Ela consentiu. Pedi para a Adriana uma dose de vodca para a viagem, pagamos a conta e seguimos para o motel. Lá, Juliana se espantou comigo. Peguei mais dois comprimidos e tomei com a vodca. Enquanto me chamava de doido, Juliana tirou os sapatos e as calças, ficando apenas de camisa e calcinha. É para ficar à vontade, ela disse. Não tive tempo de responder ou reparar na cena. Minha pressão desabou, fiquei pálido e caí desacordado na cama.

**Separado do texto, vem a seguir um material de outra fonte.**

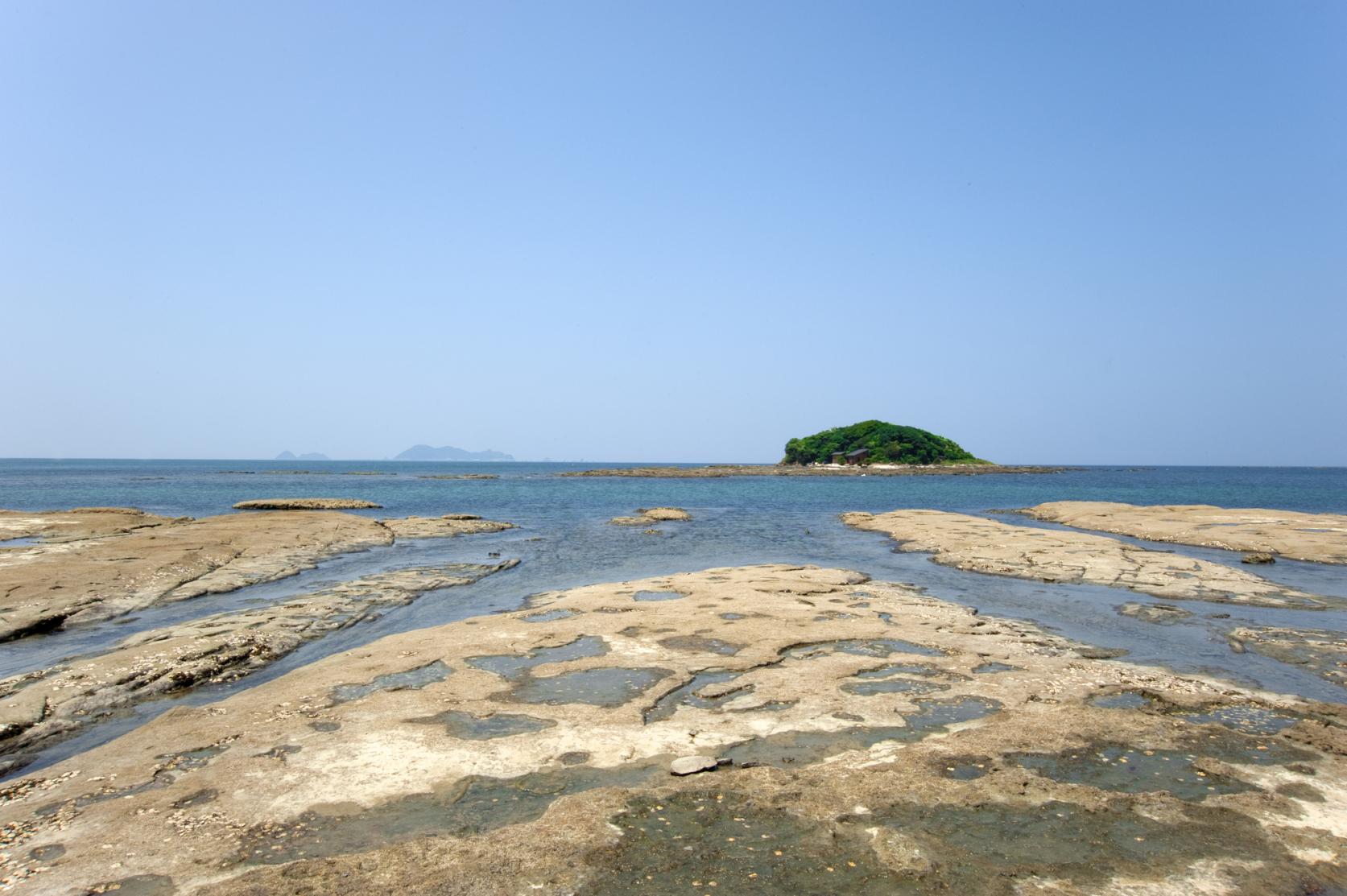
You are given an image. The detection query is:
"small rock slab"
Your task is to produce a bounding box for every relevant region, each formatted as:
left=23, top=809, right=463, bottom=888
left=669, top=756, right=719, bottom=776
left=234, top=498, right=382, bottom=510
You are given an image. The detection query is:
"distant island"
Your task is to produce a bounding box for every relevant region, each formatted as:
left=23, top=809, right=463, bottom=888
left=276, top=452, right=332, bottom=460
left=781, top=420, right=990, bottom=466
left=394, top=444, right=514, bottom=460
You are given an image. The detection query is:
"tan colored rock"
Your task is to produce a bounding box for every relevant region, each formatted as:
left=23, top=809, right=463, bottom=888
left=0, top=560, right=519, bottom=768
left=0, top=510, right=512, bottom=642
left=380, top=514, right=514, bottom=538
left=0, top=506, right=175, bottom=548
left=842, top=510, right=1324, bottom=609
left=0, top=566, right=1347, bottom=896
left=234, top=498, right=382, bottom=510
left=0, top=510, right=394, bottom=642
left=1023, top=502, right=1347, bottom=564
left=1229, top=626, right=1347, bottom=688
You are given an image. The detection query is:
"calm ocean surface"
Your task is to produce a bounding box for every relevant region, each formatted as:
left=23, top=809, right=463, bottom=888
left=0, top=460, right=1347, bottom=770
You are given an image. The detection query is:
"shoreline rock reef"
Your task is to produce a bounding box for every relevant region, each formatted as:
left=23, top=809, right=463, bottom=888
left=234, top=498, right=384, bottom=510
left=0, top=564, right=1347, bottom=896
left=0, top=510, right=512, bottom=642
left=609, top=506, right=692, bottom=526
left=1019, top=502, right=1347, bottom=564
left=842, top=510, right=1329, bottom=609
left=554, top=464, right=1072, bottom=480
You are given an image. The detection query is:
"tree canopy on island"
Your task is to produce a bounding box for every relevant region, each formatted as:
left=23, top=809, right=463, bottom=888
left=781, top=420, right=987, bottom=465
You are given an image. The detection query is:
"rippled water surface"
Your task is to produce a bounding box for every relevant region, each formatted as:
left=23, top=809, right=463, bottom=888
left=0, top=460, right=1347, bottom=762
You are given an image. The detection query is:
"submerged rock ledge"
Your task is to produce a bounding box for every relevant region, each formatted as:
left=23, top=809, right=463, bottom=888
left=0, top=566, right=1347, bottom=896
left=0, top=510, right=510, bottom=642
left=1019, top=502, right=1347, bottom=564
left=842, top=510, right=1328, bottom=609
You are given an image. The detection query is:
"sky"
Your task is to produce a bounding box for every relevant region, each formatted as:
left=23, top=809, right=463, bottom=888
left=0, top=0, right=1347, bottom=465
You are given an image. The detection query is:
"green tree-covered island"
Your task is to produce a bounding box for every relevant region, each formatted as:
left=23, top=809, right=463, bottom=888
left=781, top=420, right=990, bottom=465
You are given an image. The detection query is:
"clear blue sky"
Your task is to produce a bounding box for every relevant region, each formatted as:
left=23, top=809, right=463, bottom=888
left=0, top=0, right=1347, bottom=465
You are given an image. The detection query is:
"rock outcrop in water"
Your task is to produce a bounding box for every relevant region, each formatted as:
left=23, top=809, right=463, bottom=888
left=609, top=506, right=692, bottom=526
left=1021, top=502, right=1347, bottom=564
left=0, top=510, right=509, bottom=642
left=842, top=510, right=1324, bottom=609
left=0, top=560, right=519, bottom=774
left=234, top=498, right=382, bottom=510
left=0, top=566, right=1347, bottom=896
left=0, top=506, right=178, bottom=541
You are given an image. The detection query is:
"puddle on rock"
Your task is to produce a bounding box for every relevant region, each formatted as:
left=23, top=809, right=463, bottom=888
left=1175, top=704, right=1303, bottom=734
left=660, top=634, right=743, bottom=656
left=781, top=638, right=944, bottom=659
left=1006, top=744, right=1257, bottom=800
left=937, top=756, right=991, bottom=782
left=466, top=634, right=609, bottom=679
left=407, top=708, right=556, bottom=741
left=236, top=762, right=668, bottom=865
left=1085, top=692, right=1159, bottom=708
left=520, top=609, right=576, bottom=622
left=862, top=800, right=1314, bottom=894
left=641, top=671, right=752, bottom=725
left=86, top=874, right=178, bottom=896
left=509, top=666, right=672, bottom=708
left=842, top=678, right=949, bottom=696
left=723, top=696, right=1001, bottom=766
left=578, top=791, right=911, bottom=896
left=332, top=660, right=454, bottom=704
left=853, top=663, right=940, bottom=678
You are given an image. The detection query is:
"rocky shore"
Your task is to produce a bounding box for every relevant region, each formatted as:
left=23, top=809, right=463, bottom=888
left=0, top=510, right=509, bottom=642
left=842, top=510, right=1327, bottom=609
left=0, top=560, right=519, bottom=774
left=1019, top=502, right=1347, bottom=564
left=556, top=464, right=1072, bottom=480
left=0, top=566, right=1347, bottom=896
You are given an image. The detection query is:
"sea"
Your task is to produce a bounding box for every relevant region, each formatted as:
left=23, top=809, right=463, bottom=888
left=0, top=460, right=1347, bottom=772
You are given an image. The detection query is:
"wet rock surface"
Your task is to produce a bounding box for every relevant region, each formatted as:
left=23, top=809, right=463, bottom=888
left=0, top=560, right=517, bottom=770
left=0, top=566, right=1347, bottom=896
left=0, top=510, right=510, bottom=642
left=1229, top=626, right=1347, bottom=688
left=234, top=498, right=382, bottom=510
left=842, top=510, right=1325, bottom=609
left=1021, top=502, right=1347, bottom=564
left=609, top=506, right=692, bottom=526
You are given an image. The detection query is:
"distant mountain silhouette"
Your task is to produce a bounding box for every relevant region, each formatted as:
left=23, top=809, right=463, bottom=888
left=394, top=444, right=514, bottom=460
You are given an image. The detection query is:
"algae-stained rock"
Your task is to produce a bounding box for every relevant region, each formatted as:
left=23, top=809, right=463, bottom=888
left=669, top=756, right=718, bottom=778
left=0, top=560, right=519, bottom=768
left=0, top=506, right=176, bottom=548
left=0, top=510, right=394, bottom=642
left=1023, top=502, right=1347, bottom=564
left=609, top=506, right=692, bottom=526
left=234, top=498, right=382, bottom=510
left=0, top=566, right=1347, bottom=896
left=380, top=514, right=514, bottom=538
left=842, top=510, right=1324, bottom=609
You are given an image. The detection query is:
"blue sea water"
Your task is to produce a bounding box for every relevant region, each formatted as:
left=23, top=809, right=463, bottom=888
left=0, top=460, right=1347, bottom=764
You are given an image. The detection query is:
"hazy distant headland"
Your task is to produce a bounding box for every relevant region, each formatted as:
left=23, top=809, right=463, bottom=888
left=276, top=452, right=332, bottom=460
left=394, top=444, right=514, bottom=460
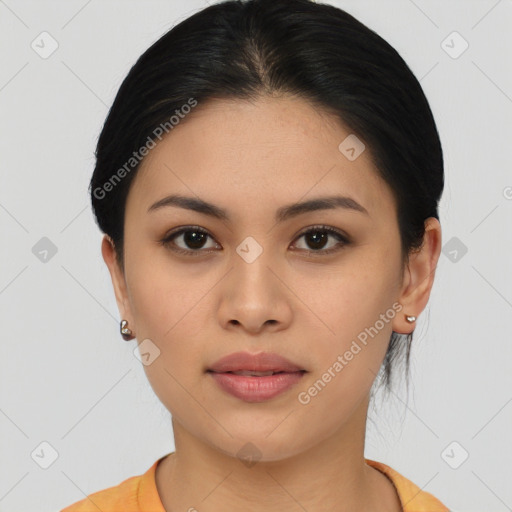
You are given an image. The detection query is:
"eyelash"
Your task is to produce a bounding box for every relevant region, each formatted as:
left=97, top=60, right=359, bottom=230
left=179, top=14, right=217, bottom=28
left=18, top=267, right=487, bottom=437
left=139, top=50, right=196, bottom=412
left=159, top=225, right=351, bottom=256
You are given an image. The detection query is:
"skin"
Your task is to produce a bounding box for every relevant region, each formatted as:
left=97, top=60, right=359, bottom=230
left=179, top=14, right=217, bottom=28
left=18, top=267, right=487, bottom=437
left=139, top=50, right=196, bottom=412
left=102, top=96, right=441, bottom=512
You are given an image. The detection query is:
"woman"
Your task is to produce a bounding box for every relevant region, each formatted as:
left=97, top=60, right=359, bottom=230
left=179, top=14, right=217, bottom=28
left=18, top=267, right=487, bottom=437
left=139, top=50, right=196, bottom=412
left=64, top=0, right=448, bottom=512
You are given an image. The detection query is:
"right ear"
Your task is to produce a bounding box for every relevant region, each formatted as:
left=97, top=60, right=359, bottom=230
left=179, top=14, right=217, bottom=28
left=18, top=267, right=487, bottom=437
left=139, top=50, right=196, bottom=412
left=101, top=235, right=135, bottom=331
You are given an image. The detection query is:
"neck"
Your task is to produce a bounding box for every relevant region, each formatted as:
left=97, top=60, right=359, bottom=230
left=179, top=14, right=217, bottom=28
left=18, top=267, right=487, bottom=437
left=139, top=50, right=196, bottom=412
left=156, top=403, right=401, bottom=512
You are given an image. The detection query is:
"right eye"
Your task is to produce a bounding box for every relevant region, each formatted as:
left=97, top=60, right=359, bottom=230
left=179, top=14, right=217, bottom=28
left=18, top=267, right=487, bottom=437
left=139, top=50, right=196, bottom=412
left=160, top=226, right=218, bottom=256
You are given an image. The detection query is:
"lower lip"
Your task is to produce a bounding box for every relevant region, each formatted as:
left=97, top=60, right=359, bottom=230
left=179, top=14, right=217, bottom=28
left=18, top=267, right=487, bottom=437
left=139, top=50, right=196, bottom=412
left=208, top=372, right=304, bottom=402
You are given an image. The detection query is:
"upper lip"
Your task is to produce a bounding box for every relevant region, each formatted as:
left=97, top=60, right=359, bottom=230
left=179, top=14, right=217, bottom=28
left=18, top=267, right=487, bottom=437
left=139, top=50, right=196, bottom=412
left=208, top=352, right=305, bottom=373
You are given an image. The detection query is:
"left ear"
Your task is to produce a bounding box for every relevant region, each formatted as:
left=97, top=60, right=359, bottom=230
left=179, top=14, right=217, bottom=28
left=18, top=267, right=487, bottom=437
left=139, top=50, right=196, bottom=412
left=393, top=217, right=442, bottom=334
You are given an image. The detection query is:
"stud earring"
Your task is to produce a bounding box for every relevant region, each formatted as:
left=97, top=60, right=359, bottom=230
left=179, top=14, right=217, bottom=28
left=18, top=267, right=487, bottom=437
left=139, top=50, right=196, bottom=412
left=120, top=320, right=134, bottom=341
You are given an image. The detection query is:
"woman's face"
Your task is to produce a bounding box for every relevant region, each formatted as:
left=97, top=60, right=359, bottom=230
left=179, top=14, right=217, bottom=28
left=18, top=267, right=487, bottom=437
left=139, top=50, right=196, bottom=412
left=104, top=97, right=440, bottom=460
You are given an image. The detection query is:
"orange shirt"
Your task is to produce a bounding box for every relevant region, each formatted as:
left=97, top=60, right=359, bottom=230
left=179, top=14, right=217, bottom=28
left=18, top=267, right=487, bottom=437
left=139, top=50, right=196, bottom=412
left=60, top=457, right=449, bottom=512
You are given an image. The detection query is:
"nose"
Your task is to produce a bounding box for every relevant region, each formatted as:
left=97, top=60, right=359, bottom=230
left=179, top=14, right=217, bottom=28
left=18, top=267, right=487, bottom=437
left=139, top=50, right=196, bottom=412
left=218, top=251, right=292, bottom=334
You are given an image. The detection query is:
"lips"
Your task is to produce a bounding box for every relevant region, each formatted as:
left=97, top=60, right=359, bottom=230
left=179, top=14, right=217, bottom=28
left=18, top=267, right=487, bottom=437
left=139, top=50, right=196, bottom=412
left=207, top=352, right=306, bottom=376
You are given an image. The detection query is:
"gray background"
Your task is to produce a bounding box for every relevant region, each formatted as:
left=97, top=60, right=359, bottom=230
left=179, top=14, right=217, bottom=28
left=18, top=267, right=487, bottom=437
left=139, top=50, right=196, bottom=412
left=0, top=0, right=512, bottom=512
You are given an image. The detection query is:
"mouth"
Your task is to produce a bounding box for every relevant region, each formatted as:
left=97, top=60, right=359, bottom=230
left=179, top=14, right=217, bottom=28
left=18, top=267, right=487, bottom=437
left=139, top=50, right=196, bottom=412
left=206, top=370, right=306, bottom=377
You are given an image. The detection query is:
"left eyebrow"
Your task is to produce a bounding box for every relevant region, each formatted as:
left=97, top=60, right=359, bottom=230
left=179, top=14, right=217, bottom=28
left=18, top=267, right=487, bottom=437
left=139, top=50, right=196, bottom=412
left=148, top=194, right=370, bottom=222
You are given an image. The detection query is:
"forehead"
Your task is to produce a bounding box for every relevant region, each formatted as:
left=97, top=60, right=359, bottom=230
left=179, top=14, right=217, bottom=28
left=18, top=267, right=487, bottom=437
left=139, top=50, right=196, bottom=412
left=126, top=97, right=393, bottom=218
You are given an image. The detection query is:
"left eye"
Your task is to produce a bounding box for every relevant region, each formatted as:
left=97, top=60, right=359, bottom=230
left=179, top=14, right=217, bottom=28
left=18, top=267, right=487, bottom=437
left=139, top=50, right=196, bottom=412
left=160, top=226, right=350, bottom=256
left=298, top=226, right=349, bottom=254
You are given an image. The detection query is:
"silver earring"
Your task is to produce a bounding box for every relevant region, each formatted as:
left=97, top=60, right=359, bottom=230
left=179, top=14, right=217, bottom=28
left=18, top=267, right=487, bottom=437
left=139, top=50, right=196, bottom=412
left=120, top=320, right=133, bottom=341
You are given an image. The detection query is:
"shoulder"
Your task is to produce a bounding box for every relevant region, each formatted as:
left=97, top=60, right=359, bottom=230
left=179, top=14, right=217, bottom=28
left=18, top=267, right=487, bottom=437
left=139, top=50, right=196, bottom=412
left=60, top=459, right=165, bottom=512
left=365, top=459, right=450, bottom=512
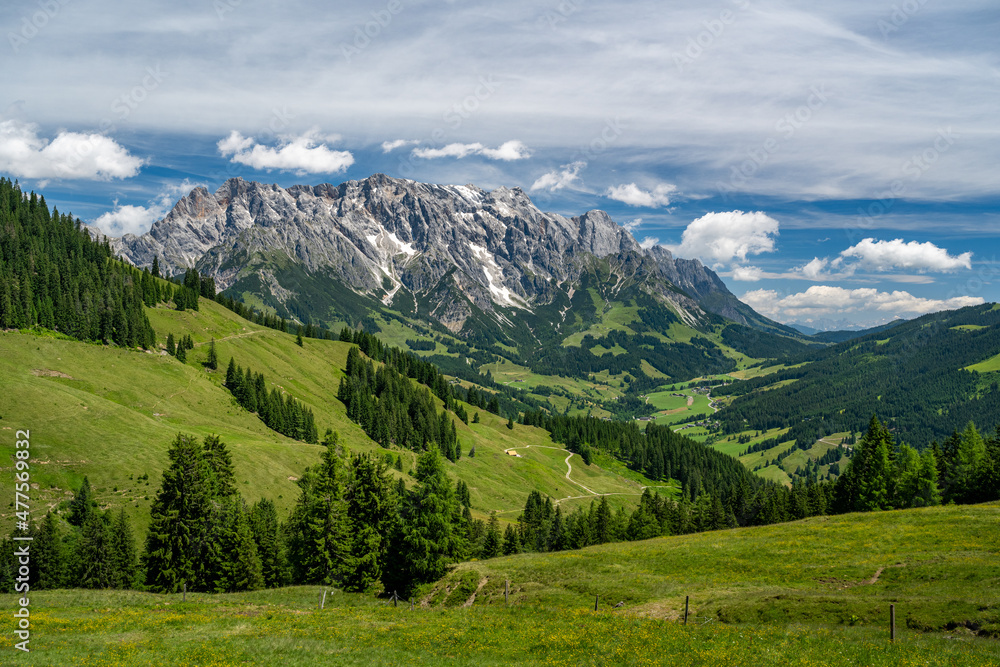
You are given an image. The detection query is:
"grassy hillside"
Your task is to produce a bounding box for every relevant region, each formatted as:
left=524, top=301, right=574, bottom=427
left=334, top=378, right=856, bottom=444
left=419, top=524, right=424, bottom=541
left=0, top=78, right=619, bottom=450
left=0, top=504, right=1000, bottom=667
left=0, top=300, right=664, bottom=533
left=429, top=503, right=1000, bottom=637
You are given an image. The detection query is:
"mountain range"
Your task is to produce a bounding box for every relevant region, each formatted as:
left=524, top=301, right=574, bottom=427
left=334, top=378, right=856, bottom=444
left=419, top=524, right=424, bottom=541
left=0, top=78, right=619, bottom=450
left=97, top=174, right=800, bottom=340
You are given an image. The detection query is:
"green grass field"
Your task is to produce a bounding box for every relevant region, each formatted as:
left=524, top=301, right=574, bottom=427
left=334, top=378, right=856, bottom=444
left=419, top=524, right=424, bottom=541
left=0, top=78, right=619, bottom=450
left=0, top=503, right=1000, bottom=667
left=0, top=300, right=649, bottom=537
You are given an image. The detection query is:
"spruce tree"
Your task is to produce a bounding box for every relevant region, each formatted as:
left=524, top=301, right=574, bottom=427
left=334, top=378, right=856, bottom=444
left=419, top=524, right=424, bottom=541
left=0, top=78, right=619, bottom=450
left=480, top=512, right=503, bottom=558
left=75, top=512, right=114, bottom=588
left=286, top=447, right=351, bottom=584
left=205, top=338, right=219, bottom=371
left=110, top=508, right=139, bottom=589
left=66, top=476, right=97, bottom=527
left=31, top=512, right=67, bottom=589
left=343, top=454, right=397, bottom=592
left=250, top=498, right=287, bottom=588
left=143, top=434, right=212, bottom=593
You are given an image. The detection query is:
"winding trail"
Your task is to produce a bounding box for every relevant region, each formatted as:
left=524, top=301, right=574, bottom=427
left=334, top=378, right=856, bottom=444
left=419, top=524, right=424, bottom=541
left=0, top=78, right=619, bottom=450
left=496, top=445, right=674, bottom=514
left=194, top=330, right=264, bottom=347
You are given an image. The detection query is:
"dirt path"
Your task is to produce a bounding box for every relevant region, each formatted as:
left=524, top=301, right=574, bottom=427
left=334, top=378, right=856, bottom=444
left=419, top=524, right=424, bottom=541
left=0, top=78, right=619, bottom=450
left=194, top=330, right=264, bottom=347
left=496, top=445, right=674, bottom=514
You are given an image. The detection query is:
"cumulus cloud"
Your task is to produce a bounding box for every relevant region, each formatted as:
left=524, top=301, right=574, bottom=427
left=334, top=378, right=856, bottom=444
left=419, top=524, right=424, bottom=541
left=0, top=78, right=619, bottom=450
left=730, top=266, right=764, bottom=283
left=840, top=238, right=972, bottom=272
left=91, top=179, right=201, bottom=237
left=666, top=211, right=778, bottom=266
left=530, top=160, right=587, bottom=192
left=604, top=183, right=677, bottom=208
left=0, top=120, right=143, bottom=181
left=216, top=128, right=354, bottom=176
left=622, top=218, right=642, bottom=234
left=413, top=139, right=531, bottom=162
left=382, top=139, right=420, bottom=153
left=740, top=285, right=985, bottom=322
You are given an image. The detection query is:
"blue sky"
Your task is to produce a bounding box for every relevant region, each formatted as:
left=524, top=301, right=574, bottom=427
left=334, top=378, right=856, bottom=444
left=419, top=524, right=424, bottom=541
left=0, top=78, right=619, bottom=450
left=0, top=0, right=1000, bottom=328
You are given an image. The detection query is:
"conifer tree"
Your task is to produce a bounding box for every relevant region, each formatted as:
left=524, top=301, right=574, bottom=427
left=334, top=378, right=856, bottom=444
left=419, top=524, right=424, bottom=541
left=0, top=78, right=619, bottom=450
left=66, top=476, right=97, bottom=527
left=382, top=447, right=465, bottom=592
left=480, top=512, right=503, bottom=558
left=143, top=434, right=212, bottom=593
left=203, top=435, right=236, bottom=497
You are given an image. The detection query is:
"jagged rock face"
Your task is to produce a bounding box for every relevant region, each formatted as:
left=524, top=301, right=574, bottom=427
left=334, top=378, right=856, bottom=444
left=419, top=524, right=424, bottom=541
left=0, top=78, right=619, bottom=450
left=112, top=174, right=752, bottom=330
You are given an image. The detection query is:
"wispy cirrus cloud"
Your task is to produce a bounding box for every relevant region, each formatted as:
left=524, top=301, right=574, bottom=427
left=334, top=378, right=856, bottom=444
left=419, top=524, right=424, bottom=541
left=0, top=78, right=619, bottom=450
left=0, top=119, right=144, bottom=181
left=665, top=211, right=779, bottom=266
left=604, top=183, right=677, bottom=208
left=91, top=179, right=203, bottom=237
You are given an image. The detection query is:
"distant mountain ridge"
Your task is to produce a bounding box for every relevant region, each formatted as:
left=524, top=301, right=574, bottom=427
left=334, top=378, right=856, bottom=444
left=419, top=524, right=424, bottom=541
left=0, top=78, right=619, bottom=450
left=103, top=174, right=799, bottom=336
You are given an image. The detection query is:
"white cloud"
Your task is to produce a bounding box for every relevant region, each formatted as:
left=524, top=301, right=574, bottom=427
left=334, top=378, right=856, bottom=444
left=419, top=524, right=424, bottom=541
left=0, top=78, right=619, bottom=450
left=216, top=130, right=254, bottom=157
left=622, top=218, right=642, bottom=234
left=0, top=120, right=143, bottom=181
left=730, top=266, right=764, bottom=283
left=604, top=183, right=677, bottom=208
left=666, top=211, right=778, bottom=265
left=216, top=128, right=354, bottom=176
left=531, top=160, right=587, bottom=192
left=91, top=179, right=201, bottom=237
left=840, top=238, right=972, bottom=272
left=382, top=139, right=420, bottom=153
left=413, top=139, right=531, bottom=162
left=740, top=285, right=985, bottom=322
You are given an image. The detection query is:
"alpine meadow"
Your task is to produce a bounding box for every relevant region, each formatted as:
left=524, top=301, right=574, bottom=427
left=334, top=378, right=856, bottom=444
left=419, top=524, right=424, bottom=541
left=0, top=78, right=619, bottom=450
left=0, top=0, right=1000, bottom=667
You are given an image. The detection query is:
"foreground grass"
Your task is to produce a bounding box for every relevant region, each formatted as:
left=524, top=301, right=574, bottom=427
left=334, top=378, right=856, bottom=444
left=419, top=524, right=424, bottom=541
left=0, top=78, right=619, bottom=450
left=432, top=503, right=1000, bottom=637
left=0, top=587, right=1000, bottom=667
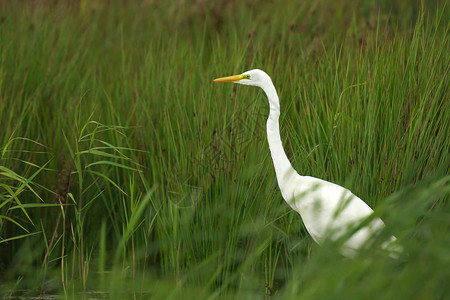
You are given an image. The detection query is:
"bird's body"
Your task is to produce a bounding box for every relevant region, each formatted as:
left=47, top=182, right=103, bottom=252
left=214, top=69, right=395, bottom=256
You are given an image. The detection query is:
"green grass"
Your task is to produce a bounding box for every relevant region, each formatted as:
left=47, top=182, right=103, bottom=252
left=0, top=0, right=450, bottom=299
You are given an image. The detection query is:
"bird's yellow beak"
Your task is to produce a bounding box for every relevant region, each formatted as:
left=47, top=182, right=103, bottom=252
left=213, top=75, right=244, bottom=82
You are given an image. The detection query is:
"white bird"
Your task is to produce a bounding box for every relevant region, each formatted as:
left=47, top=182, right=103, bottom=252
left=214, top=69, right=401, bottom=257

Algumas horas depois acordei novo em folha. Era o meu famoso macete de me resetar. Nunca falhava. Quando dei por mim, lá estávamos nós dois. Deitados, agarrados, encaixados. Parecia que tínhamos anos de intimidade. Era confortável para ambos e podíamos ficar assim por dias. Ela, ainda sonolenta, percebeu que estava acordado. Então a abracei com mais intensidade para ficar próximo ao seu ouvido e falar:
- Baby, você se assustou comigo desmaiando? – Ela, cheia de preguiça, apenas balançou discretamente a cabeça dizendo que sim. – Pois se acostume, isso faz parte da minha vida e, a partir de agora, você faz parte dela também.
Ela sorriu timidamente e voltou a dormir leve, sem peso algum nas costas. Eu também.